Saturday, July 14, 1990Sunday, September 2, 1990

Installation view of Frank Lloyd Wright: Preserving an Architectural Heritage, Decorative Designs from the Domino’s Pizza Collection. Photograph by Tom Loonan.

1905 Building

This exhibition was organized by the Smithsonian Institution Traveling Exhibition Service (SITES) in cooperation with the Domino’s Center for Architecture and Design in Ann Arbor, Michigan, as a comprehensive showing of more than 70 pieces of furniture, art glass windows, and other decorative elements designed by Frank Lloyd Wright. Preserving an Architectural Heritage surveyed his designs during his 60-year career, while exploring the complex issues of preservation of Wright’s buildings.

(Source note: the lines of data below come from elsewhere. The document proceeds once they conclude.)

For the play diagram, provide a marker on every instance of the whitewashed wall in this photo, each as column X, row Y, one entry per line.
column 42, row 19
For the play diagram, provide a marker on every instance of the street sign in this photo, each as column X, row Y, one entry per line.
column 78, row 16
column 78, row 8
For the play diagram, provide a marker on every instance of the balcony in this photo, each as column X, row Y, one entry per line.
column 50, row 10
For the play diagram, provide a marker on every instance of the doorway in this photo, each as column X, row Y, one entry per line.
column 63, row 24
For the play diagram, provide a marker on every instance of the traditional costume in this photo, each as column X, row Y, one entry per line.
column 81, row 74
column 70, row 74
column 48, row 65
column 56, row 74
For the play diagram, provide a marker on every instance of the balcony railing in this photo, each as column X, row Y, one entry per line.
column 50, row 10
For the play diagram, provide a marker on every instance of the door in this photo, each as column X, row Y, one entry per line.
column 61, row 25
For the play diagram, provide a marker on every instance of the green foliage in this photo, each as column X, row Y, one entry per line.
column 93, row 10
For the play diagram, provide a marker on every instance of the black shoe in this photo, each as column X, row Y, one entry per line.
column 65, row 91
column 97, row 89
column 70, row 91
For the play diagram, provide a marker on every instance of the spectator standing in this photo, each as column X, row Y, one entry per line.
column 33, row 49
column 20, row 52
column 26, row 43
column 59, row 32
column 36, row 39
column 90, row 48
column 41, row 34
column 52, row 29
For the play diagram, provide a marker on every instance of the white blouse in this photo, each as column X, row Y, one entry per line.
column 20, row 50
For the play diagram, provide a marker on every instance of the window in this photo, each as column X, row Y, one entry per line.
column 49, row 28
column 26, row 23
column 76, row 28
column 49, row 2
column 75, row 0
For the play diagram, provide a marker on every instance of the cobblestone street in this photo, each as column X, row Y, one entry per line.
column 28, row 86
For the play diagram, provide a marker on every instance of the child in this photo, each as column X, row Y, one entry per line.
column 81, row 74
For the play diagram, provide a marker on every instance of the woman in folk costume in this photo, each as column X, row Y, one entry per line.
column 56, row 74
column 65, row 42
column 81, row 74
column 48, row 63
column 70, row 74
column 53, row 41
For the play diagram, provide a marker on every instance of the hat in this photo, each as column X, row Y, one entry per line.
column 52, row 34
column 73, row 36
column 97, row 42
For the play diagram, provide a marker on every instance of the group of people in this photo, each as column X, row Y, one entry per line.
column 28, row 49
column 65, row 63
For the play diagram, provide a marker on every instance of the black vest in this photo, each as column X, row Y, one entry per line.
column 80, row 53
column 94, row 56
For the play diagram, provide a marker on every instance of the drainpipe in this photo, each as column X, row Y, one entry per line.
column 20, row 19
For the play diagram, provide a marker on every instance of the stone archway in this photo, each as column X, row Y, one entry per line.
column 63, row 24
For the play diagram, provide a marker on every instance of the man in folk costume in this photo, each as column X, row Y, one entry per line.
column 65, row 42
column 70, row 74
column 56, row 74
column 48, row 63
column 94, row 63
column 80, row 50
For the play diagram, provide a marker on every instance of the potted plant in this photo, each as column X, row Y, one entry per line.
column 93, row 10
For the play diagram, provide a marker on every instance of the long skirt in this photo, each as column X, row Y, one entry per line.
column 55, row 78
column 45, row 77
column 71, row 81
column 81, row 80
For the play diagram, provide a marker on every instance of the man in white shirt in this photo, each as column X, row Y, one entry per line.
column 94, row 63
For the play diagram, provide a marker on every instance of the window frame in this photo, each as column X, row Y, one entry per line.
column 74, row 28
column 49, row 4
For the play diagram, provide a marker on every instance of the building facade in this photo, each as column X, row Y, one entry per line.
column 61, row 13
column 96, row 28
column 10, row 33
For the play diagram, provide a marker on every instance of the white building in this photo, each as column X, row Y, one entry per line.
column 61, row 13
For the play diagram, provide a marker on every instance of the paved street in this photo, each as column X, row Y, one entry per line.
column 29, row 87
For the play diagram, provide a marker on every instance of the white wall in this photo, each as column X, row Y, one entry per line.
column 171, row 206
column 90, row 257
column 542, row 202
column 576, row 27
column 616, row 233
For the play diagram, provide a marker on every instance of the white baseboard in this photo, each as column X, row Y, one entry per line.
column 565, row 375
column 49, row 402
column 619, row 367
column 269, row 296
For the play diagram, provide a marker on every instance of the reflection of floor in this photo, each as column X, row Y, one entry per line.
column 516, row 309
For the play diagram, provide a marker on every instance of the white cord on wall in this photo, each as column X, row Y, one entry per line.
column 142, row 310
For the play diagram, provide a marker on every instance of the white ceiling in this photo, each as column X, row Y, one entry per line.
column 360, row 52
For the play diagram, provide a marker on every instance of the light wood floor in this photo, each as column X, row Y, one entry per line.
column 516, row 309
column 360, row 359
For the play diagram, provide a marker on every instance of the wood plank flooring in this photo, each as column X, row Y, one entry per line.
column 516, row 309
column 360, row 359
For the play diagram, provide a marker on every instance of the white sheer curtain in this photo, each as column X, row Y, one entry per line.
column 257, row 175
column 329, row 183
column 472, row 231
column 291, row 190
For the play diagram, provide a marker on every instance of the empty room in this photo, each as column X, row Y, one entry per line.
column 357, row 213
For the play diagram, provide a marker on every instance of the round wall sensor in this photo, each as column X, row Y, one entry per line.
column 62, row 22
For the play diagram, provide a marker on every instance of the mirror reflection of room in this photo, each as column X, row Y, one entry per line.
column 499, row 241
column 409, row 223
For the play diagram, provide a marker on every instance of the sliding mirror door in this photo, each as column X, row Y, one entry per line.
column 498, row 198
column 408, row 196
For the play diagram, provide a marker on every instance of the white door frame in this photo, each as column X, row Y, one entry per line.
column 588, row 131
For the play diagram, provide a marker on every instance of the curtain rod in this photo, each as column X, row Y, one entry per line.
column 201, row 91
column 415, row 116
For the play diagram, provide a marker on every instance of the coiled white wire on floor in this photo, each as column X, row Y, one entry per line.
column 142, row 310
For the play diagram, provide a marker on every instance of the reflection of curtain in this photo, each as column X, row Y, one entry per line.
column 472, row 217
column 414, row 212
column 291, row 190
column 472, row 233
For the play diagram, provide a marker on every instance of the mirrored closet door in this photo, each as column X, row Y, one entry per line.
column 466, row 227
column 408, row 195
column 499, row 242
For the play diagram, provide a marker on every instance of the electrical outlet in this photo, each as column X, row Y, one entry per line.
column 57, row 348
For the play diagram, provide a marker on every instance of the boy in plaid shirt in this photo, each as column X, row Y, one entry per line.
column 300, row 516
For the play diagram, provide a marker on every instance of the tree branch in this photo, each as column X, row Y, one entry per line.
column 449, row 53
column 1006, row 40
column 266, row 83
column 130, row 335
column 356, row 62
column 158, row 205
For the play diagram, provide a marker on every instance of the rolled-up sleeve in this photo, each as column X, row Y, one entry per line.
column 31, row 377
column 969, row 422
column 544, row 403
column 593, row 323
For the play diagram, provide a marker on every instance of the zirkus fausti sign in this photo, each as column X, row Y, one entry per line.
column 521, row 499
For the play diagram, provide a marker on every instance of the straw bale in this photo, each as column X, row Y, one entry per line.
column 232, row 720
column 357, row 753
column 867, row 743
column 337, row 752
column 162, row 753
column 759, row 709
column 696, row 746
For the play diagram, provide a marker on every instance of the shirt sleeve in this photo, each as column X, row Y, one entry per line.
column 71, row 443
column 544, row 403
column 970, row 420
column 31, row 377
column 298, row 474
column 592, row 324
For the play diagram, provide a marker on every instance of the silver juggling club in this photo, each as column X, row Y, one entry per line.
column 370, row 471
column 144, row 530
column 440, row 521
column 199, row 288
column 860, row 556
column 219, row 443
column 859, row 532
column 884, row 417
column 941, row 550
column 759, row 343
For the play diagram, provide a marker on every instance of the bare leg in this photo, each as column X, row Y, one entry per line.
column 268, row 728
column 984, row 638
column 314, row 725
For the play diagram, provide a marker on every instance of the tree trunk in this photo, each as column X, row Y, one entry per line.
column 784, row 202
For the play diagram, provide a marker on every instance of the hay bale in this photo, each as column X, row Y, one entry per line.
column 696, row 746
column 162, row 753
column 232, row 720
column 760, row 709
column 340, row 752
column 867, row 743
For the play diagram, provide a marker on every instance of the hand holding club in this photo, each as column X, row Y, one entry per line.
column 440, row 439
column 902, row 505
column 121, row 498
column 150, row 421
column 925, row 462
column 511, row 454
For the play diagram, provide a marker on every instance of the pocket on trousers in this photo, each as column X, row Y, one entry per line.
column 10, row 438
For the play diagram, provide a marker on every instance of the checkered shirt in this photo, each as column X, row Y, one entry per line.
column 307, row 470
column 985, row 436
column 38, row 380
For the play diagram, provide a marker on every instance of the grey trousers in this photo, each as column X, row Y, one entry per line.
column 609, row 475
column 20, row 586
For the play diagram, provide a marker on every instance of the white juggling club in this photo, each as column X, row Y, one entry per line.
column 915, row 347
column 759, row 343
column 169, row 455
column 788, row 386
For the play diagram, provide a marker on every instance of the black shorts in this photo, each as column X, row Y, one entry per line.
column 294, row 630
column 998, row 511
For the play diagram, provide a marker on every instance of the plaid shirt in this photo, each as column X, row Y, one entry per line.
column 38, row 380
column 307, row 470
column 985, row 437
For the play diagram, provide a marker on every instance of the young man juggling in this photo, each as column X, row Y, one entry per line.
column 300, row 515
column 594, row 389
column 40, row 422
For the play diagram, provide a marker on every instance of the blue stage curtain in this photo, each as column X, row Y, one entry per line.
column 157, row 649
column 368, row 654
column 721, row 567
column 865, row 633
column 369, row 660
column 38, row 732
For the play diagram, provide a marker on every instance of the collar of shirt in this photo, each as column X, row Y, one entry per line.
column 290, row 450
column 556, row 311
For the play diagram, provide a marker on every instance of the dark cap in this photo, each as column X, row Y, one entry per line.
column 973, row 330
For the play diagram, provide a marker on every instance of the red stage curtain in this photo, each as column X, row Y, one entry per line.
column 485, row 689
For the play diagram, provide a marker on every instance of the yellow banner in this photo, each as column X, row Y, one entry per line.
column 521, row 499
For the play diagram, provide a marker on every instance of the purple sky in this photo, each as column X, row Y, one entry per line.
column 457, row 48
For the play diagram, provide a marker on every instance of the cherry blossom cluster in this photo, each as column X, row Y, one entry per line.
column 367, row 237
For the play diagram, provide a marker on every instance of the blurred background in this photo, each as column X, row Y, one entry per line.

Among the important pieces on view were an 1899 dining set designed for the Joseph W. Husser house in Chicago, and a major group of windows from the Avery Coonley Playhouse in Riverside, Illinois, Wright designed the group in 1912. Also on display were windows and objects ranging from oak furniture designed for the Wright’s Prairie-style houses to plywood forms designed for his Usonian houses.

In addition to examining Wright’s work, the exhibition discussed the paradox of collecting furnishing outside the buildings for which they were so specifically designed. More than 300 Wright-designed objects — furniture, windows, books, and textiles — as well as archives housed in The Domino’s Center. Approximately 100 of these works were on public display there.

David A. Hanks, a recognized scholar in the field of decorative arts and author of The Decorative Designs of Frank Lloyd Wright, served as guest curator and wrote the book — including a catalogue of the entire Domino’s collection — that accompanied the exhibition.

In cooperation with the National Center for the Study of Frank Lloyd Wright, Preserving an Architectural Heritage traveled to the Seattle Art Museum, the Chicago Historical Society, the Denver Art Museum, the Pennsylvania Academy of Fine Arts, the Dallas Museum of Fine Art, and the American Craft Museum.

This exhibition was organized by the Smithsonian Institution Traveling Exhibition Service and curated by David A. Hanks.